Real Time Streaming Process is Backbone of a Business

Author: Emma Thompson

Real Time Big Data is the Streaming Process only, as the name suggests data get transferred in a real-time scenario. This nature of Streaming Technology has made it popular in our Life. Be it a Big Enterprise owner, a household or small shop; all need this technology for their benefits and growth. As we know, nothing goes uniform always. Changes and exceptions are the nature of processes. The Streaming processes are not free from any such exceptions. We call these exceptions and changes of patterns Anomalies. Big Data Anomaly Detection is a real game changer in the business industry. Detecting anomaly in a particular pattern comes as a savior sometimes, besides tracking the regular change in pattern.

The Big Data Anomaly Detection is simple to understand.

Let’s take an example of a cafe near a bus stop. The gathering of after school kids gets increasing around 3 pm which normally never happened earlier. The metadata of the CCTV shows, it has taken pattern on a daily basis. This is a positive sign if we look at the business side. However, there are challenges to this anomaly. The food supply should be in an ample amount to fill in the demand. Also, the customers are kids so the food category should be in tune with kids’ taste. Same goes with the weather condition prediction. The anomaly detection process is quick to track the temperature or change in the weather, like rain, thunder, etc.

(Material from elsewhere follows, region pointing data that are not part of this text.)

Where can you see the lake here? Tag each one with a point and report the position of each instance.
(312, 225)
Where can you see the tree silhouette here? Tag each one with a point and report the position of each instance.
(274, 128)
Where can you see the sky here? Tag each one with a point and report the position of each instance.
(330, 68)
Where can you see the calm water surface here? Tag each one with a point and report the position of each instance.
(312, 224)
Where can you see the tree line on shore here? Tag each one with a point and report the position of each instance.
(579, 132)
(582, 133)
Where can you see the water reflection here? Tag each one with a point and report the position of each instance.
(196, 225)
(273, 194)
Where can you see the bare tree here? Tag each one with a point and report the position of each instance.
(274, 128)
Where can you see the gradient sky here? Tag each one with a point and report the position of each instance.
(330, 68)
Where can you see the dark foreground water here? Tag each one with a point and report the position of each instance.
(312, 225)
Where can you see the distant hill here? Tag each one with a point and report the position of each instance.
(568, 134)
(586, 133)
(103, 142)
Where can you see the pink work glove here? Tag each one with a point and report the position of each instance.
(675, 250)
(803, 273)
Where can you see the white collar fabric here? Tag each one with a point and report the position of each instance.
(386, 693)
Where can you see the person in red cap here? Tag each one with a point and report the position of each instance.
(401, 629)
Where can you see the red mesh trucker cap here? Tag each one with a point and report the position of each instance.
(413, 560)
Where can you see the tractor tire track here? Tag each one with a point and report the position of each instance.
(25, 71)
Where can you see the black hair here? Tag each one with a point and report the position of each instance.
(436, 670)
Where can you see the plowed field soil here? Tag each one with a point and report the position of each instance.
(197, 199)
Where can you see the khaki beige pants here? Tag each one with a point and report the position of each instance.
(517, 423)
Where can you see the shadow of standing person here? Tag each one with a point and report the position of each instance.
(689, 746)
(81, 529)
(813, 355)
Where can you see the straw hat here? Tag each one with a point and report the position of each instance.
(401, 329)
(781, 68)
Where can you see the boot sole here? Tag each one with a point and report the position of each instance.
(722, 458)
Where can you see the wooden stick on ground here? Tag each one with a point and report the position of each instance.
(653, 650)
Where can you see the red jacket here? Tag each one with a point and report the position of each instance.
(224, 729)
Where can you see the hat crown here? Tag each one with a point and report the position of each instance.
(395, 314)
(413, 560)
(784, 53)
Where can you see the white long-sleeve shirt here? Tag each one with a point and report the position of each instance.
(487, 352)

What kinds of Anomalies get detected?

There are three different manners to detect an anomaly in stream analytics.

First, like in temperature and weather case. In this detection, we set different ranges to collect the data. If certain data goes below or beyond the range, then there is an anomaly.

Second, is tracking the instances when certain data patterns changes to form a different pattern altogether; for example, the number of people gathering in a particular time at the cafe. Likewise, visit of a particular age group within a certain timeframe, etc.

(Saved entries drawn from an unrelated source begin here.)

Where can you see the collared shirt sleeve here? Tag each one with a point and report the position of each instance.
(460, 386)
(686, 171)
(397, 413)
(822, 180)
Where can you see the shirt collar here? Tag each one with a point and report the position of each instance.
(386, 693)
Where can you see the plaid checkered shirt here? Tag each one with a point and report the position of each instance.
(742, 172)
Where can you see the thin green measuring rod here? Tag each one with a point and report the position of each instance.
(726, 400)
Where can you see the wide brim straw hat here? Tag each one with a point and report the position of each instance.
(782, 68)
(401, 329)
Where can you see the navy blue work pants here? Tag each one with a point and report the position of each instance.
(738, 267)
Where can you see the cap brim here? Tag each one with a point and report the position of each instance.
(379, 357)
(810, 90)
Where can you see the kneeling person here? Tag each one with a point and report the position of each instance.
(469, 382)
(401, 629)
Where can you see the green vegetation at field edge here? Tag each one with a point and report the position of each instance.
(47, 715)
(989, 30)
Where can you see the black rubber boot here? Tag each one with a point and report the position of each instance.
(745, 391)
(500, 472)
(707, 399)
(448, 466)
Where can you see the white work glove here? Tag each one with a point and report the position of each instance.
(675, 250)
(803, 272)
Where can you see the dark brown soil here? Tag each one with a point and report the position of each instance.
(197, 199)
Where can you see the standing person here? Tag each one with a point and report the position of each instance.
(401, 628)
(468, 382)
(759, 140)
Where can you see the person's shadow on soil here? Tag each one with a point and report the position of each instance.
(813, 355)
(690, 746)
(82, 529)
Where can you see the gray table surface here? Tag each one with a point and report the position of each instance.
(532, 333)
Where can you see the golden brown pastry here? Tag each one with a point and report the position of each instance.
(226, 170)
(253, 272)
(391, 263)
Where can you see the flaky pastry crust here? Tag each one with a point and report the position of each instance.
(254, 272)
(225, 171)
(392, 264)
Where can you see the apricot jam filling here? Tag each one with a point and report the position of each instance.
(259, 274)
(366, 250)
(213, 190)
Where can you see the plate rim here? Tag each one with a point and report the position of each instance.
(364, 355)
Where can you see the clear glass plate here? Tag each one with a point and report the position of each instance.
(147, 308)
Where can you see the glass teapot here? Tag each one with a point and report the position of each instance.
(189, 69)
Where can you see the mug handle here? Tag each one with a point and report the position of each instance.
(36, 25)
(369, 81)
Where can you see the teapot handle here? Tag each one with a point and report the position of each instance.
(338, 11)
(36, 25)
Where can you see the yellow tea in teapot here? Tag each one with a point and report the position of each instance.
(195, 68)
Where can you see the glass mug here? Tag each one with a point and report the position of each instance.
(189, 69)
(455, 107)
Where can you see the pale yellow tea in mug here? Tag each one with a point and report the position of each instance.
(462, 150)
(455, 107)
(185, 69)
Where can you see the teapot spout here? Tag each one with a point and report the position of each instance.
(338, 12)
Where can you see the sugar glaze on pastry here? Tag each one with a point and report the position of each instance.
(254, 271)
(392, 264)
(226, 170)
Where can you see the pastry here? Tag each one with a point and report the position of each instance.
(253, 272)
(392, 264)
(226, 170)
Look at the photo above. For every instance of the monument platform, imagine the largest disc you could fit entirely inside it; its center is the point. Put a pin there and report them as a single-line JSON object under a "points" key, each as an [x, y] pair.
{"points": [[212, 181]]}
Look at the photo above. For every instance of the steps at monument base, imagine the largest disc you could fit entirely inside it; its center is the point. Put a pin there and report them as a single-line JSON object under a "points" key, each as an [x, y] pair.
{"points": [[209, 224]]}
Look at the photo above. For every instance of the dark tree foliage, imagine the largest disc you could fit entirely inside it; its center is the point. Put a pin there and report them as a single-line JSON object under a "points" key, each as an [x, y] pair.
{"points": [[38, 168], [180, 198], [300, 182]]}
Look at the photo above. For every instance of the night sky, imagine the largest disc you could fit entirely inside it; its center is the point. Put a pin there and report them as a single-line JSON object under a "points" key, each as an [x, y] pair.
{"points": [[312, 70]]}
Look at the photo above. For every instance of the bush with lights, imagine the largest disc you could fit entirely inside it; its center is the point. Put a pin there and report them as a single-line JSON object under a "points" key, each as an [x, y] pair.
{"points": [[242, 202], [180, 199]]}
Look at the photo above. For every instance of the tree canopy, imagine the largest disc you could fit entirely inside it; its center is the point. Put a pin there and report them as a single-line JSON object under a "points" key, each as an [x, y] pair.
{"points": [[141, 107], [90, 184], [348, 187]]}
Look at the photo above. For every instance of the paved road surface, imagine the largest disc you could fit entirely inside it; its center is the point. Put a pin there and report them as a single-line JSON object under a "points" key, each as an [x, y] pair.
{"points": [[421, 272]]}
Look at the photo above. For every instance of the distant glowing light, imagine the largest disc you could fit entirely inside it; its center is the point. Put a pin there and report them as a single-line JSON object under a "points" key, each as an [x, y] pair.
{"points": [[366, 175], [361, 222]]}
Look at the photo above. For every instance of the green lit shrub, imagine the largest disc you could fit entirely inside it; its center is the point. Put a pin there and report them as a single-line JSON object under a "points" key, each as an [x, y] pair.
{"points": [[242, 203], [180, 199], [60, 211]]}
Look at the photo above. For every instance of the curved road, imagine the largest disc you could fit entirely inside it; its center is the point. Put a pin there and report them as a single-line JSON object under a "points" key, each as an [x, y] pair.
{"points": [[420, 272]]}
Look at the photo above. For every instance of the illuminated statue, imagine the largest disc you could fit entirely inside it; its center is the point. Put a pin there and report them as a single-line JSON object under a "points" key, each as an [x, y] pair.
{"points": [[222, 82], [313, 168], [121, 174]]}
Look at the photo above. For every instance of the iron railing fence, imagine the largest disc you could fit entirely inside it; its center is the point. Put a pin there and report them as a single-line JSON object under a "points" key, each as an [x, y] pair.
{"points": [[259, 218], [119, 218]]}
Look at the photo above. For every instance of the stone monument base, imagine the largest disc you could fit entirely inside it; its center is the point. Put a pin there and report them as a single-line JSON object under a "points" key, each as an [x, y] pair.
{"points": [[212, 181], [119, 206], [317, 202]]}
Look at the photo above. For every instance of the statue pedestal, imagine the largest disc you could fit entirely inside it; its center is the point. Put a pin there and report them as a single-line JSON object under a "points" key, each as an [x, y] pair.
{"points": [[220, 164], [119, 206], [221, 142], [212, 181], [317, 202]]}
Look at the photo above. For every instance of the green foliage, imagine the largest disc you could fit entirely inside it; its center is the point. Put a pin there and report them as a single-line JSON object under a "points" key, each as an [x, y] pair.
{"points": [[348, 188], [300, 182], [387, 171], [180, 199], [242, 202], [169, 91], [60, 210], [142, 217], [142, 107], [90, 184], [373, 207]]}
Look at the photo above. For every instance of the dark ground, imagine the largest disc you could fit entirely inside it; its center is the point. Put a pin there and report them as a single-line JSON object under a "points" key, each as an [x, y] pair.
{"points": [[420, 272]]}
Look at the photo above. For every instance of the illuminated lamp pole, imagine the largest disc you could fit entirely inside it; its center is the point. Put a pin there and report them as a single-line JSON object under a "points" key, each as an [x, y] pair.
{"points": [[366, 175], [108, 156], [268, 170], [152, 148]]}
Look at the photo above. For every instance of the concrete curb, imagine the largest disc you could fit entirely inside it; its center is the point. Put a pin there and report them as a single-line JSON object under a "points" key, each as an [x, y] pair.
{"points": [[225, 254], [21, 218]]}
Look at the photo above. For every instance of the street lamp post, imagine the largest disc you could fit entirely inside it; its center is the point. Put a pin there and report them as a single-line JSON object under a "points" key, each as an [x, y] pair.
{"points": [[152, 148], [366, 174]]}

The third and the last one, gets tracked based on the relative situation. Let’s take the example of a cafe only. In summers the sale of water and other cool beverages should increase, but when sales go down drastically in summer, then it’s a serious concern. There could be many reasons for it; like poor hygiene condition of the cafe, a higher price or competition, etc. The detection leads to resolve the issue for improving the sales.

There are different ways to Anomaly Detection.

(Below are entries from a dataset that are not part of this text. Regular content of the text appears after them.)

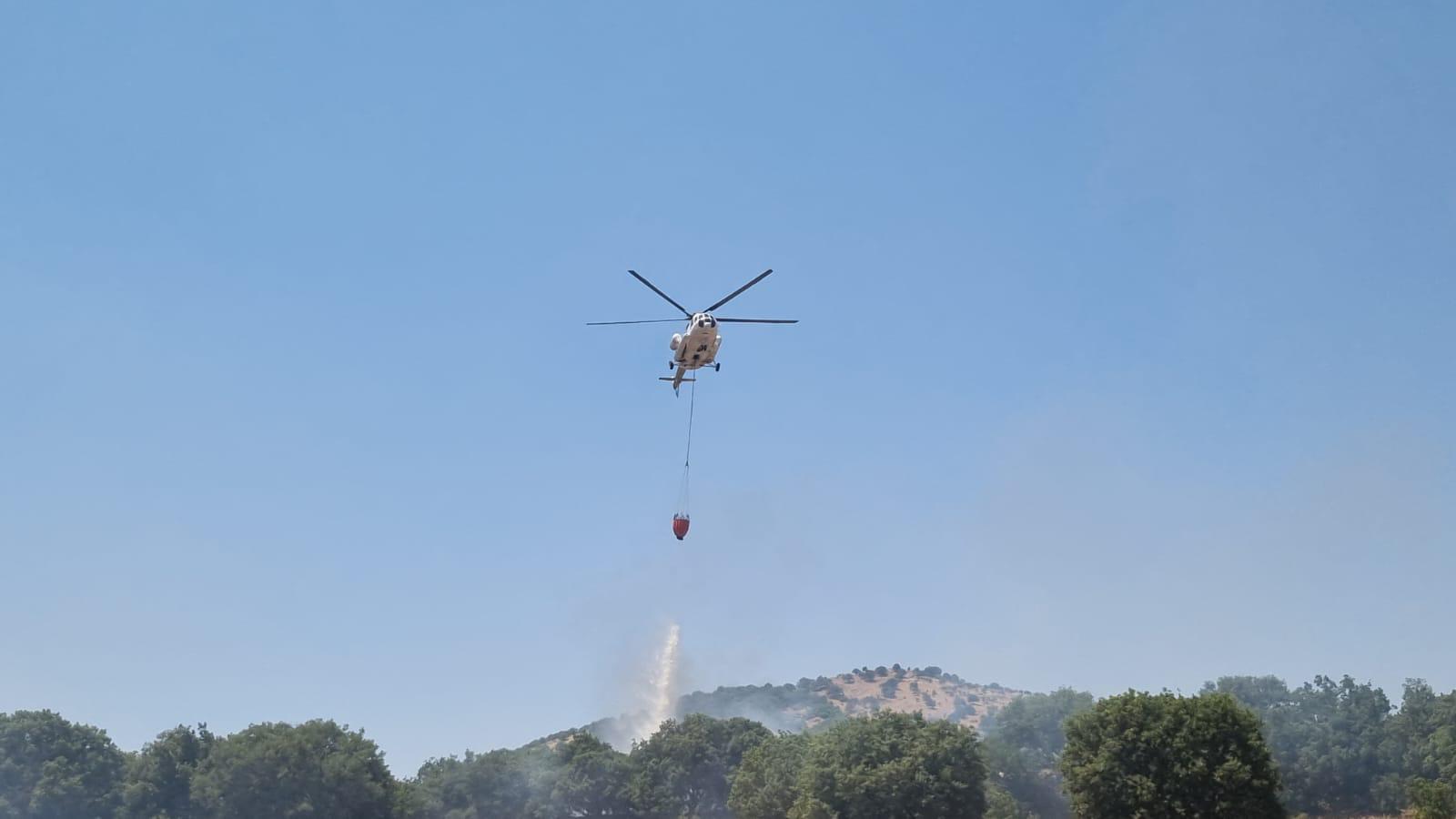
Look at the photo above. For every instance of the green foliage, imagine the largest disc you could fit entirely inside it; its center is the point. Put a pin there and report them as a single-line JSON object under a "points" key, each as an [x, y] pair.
{"points": [[683, 770], [893, 767], [592, 780], [1002, 804], [779, 707], [51, 768], [1036, 720], [1162, 755], [159, 778], [506, 784], [317, 768], [1431, 800], [1028, 775], [766, 783], [1024, 746], [1330, 739]]}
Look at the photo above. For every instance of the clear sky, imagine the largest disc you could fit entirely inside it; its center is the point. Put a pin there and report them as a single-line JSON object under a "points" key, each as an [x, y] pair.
{"points": [[1126, 353]]}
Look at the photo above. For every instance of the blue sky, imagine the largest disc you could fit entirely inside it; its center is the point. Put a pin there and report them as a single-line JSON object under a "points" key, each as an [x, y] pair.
{"points": [[1125, 360]]}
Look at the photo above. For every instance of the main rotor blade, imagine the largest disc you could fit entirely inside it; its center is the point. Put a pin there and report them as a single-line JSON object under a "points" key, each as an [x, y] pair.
{"points": [[635, 274], [730, 298]]}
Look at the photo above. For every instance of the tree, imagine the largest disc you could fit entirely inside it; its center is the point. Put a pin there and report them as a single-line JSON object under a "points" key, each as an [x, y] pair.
{"points": [[1431, 800], [1002, 804], [159, 778], [317, 768], [51, 768], [683, 770], [1169, 756], [592, 778], [501, 784], [1026, 743], [766, 783], [892, 767], [1330, 739]]}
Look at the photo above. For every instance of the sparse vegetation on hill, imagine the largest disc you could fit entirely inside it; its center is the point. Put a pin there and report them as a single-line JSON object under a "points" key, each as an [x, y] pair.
{"points": [[855, 748]]}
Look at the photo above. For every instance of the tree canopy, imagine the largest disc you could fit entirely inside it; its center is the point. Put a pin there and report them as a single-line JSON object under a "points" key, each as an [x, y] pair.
{"points": [[51, 768], [1161, 755]]}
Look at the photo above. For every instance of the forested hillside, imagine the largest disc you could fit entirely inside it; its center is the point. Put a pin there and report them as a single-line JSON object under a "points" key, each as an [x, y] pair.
{"points": [[1325, 748]]}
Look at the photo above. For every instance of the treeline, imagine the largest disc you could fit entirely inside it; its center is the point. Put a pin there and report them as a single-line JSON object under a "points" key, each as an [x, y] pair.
{"points": [[703, 767], [1340, 746], [1244, 748]]}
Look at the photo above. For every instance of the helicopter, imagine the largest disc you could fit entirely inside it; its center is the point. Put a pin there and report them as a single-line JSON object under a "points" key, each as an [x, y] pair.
{"points": [[698, 344]]}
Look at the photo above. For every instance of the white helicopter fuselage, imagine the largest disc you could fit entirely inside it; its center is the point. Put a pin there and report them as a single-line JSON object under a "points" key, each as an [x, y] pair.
{"points": [[698, 344]]}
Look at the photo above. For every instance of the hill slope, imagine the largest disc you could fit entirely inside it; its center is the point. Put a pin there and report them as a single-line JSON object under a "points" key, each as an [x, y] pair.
{"points": [[808, 703]]}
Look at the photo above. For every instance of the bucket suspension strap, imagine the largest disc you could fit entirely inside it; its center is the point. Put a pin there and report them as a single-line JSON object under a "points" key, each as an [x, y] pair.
{"points": [[688, 457]]}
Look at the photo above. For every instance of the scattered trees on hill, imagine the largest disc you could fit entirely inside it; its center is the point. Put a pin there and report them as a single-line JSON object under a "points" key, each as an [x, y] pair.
{"points": [[280, 770], [1339, 746], [1161, 755], [892, 767], [1024, 746]]}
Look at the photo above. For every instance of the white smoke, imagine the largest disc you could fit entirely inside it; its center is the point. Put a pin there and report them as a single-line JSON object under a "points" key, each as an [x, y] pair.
{"points": [[662, 688]]}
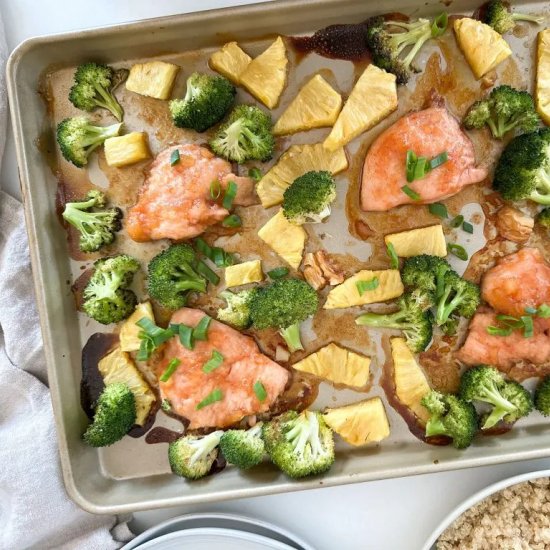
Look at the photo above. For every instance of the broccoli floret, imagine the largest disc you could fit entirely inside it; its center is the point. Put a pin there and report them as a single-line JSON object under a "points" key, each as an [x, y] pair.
{"points": [[299, 444], [172, 276], [411, 318], [192, 456], [77, 138], [498, 16], [93, 87], [206, 101], [237, 311], [245, 136], [523, 170], [542, 396], [387, 40], [509, 400], [504, 110], [115, 414], [96, 228], [452, 417], [284, 304], [243, 448], [308, 198]]}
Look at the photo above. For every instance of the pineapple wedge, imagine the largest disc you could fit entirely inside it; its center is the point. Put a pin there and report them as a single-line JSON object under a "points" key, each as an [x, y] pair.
{"points": [[128, 335], [372, 99], [425, 240], [230, 61], [242, 274], [360, 423], [153, 79], [128, 149], [286, 239], [316, 105], [542, 93], [347, 295], [265, 76], [411, 384], [118, 366], [483, 47], [338, 365], [296, 161]]}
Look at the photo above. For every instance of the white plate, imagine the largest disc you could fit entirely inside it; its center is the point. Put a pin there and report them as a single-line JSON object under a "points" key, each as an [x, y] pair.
{"points": [[478, 497]]}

The recent technology for Big Data Anomaly detection like Machine Learning (ML) and Artificial Intelligence (AI) are quite in practice. In the ML technology machine is fed with the past data to generate the report and then gets compared with the Real Time Big Data findings. There are Traditional statistical methods also to detect them. Both the procedures in use. Different set up need a different technology. Sometimes both the technologies come handy to get to the right information.

So the process empowers clients to make a conscious decision in the wake of real data gathered.